In most cases, yes. the purpose of solely amplifying a signal would be to get it in a more "useable" form.

They way i understand how a transistor amplifier (BJT) works is that you input a small signal into the emitter then based on the change in the base emitter voltage the current Ic changes. Is this not correct?

Then i was under the impression that the only reason why this works is that the change in base emitter voltage is small enough that the change in the ic current is for all practical perposes is linear ( thus introducing no distortion) . Normally its not linear because ic = Ic*e^(vbe/vt) but for small signalls vbe << Vt the taylor series approximation ic = Ic(1 + vbe/Vt) holds.

If there is any error in the above statements please let me know. But i don't see how changeing the size of the transistor would allow us to use the small signal approximation with larger signals. wouldn't Vt have to become large along with the transistors size?

I do understand that we cannot exceed the supply rails but that is not what i am confused on. Thank you for your help.

What you describe above, putting the signal into the emitter is known as Common Base mode and is not widely used.

The more usual method is common emitter mode where the signal is applied to the base with the emitter effectively grounded so that Vbe is modulated, thus changing the collector current.

No one (that I know of) designs common emitter circuits by contemplating the change in Vbe... they are designed on the base current & collector current, taking account of hFE or Beta, the current gain of the transistor.

As you say, the change in Ic for changes in Vbe is highly non linear.

I suspect this is the difference between the semiconductor physics approach to things & we rude mechanicals who have to get the job done...

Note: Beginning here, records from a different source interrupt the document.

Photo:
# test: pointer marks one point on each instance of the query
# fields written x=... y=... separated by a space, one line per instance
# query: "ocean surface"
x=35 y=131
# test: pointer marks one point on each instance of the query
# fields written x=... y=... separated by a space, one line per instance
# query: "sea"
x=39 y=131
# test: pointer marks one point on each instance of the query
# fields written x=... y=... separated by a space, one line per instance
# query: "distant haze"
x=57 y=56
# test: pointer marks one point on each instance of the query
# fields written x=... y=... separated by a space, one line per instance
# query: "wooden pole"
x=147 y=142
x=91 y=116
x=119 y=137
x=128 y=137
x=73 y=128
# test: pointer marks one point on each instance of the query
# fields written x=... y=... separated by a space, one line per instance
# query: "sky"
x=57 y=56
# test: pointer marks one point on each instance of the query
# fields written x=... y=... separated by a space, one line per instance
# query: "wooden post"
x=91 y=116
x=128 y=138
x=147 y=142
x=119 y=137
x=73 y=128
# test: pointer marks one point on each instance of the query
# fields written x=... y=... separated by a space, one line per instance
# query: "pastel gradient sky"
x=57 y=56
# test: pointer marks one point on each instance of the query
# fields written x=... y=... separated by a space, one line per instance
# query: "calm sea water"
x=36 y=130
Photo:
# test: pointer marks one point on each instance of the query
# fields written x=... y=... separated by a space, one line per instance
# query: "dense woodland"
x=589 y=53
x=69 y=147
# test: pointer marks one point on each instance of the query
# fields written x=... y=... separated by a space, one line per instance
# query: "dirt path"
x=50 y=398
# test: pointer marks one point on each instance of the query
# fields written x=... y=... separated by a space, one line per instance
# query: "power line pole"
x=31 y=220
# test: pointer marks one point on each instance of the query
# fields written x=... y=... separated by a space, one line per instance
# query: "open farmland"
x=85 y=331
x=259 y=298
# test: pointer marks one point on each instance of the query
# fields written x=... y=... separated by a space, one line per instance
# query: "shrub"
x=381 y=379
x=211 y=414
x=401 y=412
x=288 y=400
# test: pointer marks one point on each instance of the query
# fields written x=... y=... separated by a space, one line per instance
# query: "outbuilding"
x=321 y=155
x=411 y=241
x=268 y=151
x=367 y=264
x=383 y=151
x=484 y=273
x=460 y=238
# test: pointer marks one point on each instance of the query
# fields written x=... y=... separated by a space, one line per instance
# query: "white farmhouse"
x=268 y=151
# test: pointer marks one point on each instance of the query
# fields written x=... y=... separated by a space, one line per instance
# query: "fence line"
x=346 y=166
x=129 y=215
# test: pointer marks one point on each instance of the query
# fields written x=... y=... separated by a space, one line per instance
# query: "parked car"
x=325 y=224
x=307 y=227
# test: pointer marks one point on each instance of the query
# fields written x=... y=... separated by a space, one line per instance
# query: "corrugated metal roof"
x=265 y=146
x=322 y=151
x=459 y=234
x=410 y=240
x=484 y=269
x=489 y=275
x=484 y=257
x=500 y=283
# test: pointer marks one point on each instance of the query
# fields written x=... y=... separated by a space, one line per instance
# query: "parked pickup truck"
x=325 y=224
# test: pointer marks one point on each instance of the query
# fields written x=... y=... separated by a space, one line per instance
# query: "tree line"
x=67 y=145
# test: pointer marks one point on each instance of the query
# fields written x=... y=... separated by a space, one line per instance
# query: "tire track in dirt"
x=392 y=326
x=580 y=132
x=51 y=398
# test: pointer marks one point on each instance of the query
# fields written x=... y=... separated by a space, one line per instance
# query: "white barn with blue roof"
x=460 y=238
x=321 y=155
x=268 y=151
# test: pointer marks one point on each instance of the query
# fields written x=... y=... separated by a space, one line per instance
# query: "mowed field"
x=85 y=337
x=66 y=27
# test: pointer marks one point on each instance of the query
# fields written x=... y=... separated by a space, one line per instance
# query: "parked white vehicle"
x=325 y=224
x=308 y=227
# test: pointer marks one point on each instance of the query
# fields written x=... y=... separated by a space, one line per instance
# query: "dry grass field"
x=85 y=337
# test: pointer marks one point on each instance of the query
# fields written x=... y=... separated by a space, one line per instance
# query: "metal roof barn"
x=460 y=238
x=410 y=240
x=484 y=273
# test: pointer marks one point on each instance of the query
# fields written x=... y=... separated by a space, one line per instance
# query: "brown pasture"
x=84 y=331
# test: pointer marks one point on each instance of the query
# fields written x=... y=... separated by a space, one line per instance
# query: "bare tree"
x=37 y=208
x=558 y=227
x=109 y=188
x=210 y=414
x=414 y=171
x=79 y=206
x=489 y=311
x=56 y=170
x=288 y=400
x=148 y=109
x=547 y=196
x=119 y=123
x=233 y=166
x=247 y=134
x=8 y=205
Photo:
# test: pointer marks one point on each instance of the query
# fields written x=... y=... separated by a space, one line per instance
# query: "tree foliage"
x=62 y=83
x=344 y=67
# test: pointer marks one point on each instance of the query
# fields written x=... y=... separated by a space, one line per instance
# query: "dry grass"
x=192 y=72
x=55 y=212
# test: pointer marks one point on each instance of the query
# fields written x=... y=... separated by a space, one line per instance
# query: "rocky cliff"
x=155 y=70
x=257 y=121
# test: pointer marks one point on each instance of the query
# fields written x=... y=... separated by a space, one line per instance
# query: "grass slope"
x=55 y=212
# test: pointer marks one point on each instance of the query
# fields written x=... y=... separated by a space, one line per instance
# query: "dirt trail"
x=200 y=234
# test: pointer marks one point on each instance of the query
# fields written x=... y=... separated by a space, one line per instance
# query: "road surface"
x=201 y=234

O wait i meant the signal is input into the base not emitter.. i mean common emitter mode. I am still just a student so i don't really actively use these things i am just trying to piece this together and figure out where my understaning is wrong.

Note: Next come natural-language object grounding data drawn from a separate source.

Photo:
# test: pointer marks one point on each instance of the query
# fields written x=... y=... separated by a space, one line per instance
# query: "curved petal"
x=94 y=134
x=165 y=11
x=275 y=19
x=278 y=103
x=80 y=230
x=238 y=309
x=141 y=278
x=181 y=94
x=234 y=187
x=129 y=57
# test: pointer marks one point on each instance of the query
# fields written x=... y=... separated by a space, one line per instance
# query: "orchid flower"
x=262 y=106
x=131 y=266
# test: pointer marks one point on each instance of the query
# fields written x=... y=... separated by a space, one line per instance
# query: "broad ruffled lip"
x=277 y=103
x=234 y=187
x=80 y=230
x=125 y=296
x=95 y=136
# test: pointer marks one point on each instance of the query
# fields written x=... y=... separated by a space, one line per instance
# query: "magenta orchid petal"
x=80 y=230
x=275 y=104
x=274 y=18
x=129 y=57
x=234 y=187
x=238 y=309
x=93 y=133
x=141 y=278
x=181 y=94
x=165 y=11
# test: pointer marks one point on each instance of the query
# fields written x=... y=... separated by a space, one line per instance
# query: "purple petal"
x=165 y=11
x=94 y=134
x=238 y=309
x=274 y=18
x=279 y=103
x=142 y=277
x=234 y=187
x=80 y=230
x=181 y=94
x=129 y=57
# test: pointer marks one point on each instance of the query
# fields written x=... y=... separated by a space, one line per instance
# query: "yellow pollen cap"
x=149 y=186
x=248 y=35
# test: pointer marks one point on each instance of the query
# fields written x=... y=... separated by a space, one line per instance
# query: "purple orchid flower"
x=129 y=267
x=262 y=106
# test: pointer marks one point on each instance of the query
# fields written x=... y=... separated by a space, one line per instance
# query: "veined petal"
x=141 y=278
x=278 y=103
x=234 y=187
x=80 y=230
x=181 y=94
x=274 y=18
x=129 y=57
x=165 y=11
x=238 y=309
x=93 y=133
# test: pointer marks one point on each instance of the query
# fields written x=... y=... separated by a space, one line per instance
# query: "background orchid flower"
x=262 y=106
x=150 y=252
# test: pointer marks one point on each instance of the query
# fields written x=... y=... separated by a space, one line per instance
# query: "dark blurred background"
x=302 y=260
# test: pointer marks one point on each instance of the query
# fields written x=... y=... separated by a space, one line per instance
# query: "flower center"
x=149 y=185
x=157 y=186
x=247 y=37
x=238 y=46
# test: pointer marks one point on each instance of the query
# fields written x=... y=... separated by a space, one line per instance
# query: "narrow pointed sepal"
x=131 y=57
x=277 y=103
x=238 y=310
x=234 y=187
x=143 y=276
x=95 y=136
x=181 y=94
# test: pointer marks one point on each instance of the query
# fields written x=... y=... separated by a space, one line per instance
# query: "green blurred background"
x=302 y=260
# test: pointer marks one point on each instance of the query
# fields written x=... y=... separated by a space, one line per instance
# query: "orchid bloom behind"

A BJT is a current-controlled current source. That's almost literally all you really need to know when using them from a designer's perspective.

- Warren

## 1. What is the main purpose of a transistor?

The main purpose of a transistor is to amplify and switch electronic signals. It can be used to control the flow of electricity in a circuit, making it an essential component in many electronic devices.

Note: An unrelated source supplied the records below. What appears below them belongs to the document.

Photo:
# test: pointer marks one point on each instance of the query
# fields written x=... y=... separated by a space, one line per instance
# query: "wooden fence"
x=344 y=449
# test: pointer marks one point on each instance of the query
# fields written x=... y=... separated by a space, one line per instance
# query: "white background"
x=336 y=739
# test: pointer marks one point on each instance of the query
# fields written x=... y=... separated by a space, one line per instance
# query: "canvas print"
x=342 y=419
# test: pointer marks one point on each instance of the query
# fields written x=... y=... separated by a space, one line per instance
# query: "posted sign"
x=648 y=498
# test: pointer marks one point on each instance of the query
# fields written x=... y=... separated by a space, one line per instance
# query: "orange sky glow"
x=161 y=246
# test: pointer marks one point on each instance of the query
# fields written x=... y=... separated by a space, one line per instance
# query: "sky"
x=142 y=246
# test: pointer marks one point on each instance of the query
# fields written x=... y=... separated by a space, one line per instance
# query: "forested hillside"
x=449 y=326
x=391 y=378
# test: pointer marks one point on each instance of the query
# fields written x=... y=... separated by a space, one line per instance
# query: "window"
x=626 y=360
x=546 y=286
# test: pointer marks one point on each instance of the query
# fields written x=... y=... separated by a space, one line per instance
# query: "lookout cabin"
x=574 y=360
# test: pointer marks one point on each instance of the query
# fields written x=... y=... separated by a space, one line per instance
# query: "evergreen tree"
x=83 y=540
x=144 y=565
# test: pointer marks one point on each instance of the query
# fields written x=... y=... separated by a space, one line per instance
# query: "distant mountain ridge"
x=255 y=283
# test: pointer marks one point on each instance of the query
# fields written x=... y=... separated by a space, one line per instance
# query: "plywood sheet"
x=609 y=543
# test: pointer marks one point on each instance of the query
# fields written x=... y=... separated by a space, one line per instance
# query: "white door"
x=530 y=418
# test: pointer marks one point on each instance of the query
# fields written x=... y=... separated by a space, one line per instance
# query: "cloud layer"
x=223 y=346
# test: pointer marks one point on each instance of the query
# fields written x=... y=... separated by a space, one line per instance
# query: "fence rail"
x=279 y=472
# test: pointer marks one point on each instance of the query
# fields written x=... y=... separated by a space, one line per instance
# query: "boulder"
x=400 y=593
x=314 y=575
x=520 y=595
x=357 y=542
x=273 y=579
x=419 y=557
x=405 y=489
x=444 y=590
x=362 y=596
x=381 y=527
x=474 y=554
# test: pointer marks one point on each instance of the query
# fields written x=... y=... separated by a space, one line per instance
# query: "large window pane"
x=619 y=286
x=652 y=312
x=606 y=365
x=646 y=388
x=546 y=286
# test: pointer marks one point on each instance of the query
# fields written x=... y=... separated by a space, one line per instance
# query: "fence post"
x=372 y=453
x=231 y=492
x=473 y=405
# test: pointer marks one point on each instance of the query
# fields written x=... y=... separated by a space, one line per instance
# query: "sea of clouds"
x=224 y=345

## 2. How does a transistor work?

A transistor is made up of three layers of semiconductor material, typically silicon. By applying a small voltage to the middle layer, called the base, the transistor can control the flow of current between the other two layers, known as the emitter and collector. This allows the transistor to amplify or switch electronic signals.

## 3. What are some common applications of transistors?

Transistors are used in a wide range of electronic devices, including computers, televisions, radios, and smartphones. They are also commonly used in power supplies, amplifiers, and digital circuits.

## 4. Can transistors be used in alternative energy sources?

Yes, transistors can be used in alternative energy sources such as solar panels and wind turbines. They are used to convert and regulate the electricity generated by these sources, making them more efficient and usable.

## 5. How have transistors impacted technology?

Transistors have greatly impacted technology by making electronic devices smaller, faster, and more efficient. They have also made devices more affordable, as transistors are cheaper to produce than their predecessor, vacuum tubes. Transistors have played a crucial role in the development of modern technology, from computers to smartphones to medical equipment.